In the morning I returned to the visitor center to get my Junior Ranger badge and some information. There are many road and trail options so it’s wise to make a plan.
Ocotillo and Avra Valley from Sus picnic area
President Franklin D Rosevelt first established Saguaro National Monument in 1933. Then in 1961 President Kennedy expanded the monument to include Tucson Mountain Park. In 1994 congress established Saguaro National Park.
Saguaro National Park is composed of two distinct districts, the Ricon Mountain District east of Tucson and the Tucson Mountain District to the west.
To many, these giants symbolize the American West yet saguaros only grown in southern Arizona and northern Mexico.
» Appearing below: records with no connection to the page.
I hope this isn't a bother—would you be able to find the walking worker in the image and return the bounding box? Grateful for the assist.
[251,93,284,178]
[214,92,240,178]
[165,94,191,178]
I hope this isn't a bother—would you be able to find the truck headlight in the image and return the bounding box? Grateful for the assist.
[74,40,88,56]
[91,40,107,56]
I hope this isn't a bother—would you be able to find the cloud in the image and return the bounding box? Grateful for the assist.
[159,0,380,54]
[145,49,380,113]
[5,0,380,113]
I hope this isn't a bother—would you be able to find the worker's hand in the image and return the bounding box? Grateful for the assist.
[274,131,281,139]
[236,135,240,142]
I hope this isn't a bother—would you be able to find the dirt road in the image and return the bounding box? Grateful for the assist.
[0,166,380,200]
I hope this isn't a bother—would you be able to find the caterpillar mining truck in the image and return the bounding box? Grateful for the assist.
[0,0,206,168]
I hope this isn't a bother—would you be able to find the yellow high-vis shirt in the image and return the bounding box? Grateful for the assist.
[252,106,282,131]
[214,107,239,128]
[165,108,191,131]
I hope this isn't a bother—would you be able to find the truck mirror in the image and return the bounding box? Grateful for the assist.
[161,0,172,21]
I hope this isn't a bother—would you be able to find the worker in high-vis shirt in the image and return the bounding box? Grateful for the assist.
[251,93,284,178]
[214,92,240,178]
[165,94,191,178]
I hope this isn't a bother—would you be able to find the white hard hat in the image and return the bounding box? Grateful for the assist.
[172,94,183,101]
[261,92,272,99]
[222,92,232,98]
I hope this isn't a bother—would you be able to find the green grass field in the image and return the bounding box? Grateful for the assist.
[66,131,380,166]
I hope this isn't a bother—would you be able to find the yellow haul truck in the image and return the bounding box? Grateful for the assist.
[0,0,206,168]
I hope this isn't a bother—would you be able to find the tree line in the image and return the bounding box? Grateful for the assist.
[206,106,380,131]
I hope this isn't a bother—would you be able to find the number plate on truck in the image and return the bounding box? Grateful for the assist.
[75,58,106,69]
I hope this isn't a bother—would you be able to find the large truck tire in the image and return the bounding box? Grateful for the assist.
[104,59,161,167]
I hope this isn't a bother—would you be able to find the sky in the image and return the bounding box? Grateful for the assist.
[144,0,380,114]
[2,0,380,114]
Saguaros can grow to 50 feet tall and are the largest member of the cactus family in the US. They normally live for 150-200 years.
For a saguaro seedling to survive, it needs the protection of a nurse plant which provides protection from the sun and freezing temperatures.
Fishhook barrel cactus
I saw many of the parks 25 species of cactus along the .5 mile Signal Hill Trail.
Which took me to a rock pile with various petroglyphs left behind by the Hohokam people.
Imagine pecking away at the desert varnish to leave a message behind.
Unfortunately it looks like some modern folks decided to leave their messages as well. It is not only wrong but illegal to vandalize these archeological sites.
There’s some very crazy cactus out there.
After these explorations I had a Very important lunch date with fellow blogger Susie of Arabia at El Molonito in Tucson. We talked for at least three hours just like old friends. What a treat to meet this amazing woman who moved with her husband to his so culturally different homeland in Saudi Arabia.